New Zealand's economy is stagnant and is only halfway through the struggle, according to a leading economist.
After three years of flat economic growth, Shamubeel Eaqub from the New Zealand Institute of Economic Research told TV ONE's Breakfast today the outlook is still challenging.
"The fact of the matter is that we're paying down debt, and that's going to take a long time to get out of this," he said.
"And we have big risks in the global economy, and they're not going to be resolved quickly."
Eaqub said though New Zealand has started paying down debt, it has not paid off much at all.
"We borrowed for about 15 years - it's going to take us a few years to get us back to more normal levels. As people with mortgages will know, it is easy to take on the mortgage, but it's hard to pay it off."
Though mortgage rates are low, they are only being used to pay down debt, said Equab.
"It's a fantastic time to pay it down," he said.
Earlier this month there were frenzied cuts to fixed home loan interest rates amongst all the major banks, a delayed response to Kiwibank's initial 4.99% one year special at the end of April.
He said New Zealanders saving rather than borrowing more when interest rates are low is the "paradox of thrift".
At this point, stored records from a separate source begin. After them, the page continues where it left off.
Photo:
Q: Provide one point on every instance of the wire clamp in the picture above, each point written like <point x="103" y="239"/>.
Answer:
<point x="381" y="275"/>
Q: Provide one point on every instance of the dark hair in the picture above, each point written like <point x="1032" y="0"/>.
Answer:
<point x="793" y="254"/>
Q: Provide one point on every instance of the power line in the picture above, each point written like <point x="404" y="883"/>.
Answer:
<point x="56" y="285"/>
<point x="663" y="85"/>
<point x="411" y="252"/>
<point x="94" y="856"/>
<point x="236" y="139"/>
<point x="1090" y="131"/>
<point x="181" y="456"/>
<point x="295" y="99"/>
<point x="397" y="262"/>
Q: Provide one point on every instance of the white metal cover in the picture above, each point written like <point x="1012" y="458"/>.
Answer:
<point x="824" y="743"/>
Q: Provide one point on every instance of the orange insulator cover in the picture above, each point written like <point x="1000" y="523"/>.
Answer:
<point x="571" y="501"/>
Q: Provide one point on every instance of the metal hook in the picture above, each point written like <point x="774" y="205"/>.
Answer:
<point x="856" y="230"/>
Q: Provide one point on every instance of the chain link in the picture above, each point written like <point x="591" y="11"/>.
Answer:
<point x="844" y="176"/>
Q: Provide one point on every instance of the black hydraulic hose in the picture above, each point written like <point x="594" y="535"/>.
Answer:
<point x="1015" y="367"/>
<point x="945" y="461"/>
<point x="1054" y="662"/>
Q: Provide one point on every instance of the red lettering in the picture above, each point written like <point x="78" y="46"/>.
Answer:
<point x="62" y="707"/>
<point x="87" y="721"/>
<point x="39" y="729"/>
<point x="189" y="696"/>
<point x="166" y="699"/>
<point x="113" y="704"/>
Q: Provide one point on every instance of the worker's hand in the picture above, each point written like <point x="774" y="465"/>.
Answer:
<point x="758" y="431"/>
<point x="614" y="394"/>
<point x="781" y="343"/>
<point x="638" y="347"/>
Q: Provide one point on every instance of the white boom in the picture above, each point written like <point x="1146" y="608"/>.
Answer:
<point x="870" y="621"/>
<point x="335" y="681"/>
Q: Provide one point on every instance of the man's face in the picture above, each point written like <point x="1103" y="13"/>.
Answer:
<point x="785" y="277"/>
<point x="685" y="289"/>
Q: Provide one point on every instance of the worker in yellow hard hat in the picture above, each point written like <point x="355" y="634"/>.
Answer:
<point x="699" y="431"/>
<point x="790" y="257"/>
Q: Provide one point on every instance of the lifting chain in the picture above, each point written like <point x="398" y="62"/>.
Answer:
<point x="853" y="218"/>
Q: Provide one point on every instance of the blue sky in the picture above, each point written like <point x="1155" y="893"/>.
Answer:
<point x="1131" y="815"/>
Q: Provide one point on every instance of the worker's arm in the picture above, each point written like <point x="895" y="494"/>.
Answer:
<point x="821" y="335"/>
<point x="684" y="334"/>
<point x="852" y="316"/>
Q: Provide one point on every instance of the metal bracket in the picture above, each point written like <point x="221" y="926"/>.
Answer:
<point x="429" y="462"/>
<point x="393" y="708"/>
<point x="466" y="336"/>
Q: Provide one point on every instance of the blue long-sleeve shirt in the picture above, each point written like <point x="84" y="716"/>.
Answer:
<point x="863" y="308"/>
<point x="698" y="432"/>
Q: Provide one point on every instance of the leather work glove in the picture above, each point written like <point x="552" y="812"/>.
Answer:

"You shouldn't be saving when interest rates are low, but the fact of the matter is this is what we have been waiting for for the last 15 years - that New Zealand should be saving more. We're finally doing it despite very low interest rates."
Eaqub said the NZIER is less optimistic about the Christchurch rebuild ramping up growth any time soon.
"You have to be realistic - there are lots of practical issues with getting the rebuild underway in Canterbury. We're still having lots of aftershocks, still big issues with insurance, building code, and getting the right kind of people to do the work."
He said there will eventually be a lot more work in Canterbury, but it will take time.
"It's really a case of being drearily similar to the last three years. We're not going to have a lot of new jobs, income growth isn't going to be much more above living costs, and things are going to feel kind of ok, but not really improving."
Eaqub said the adjustments the country is making "must happen", but it is "just not going to feel like fun".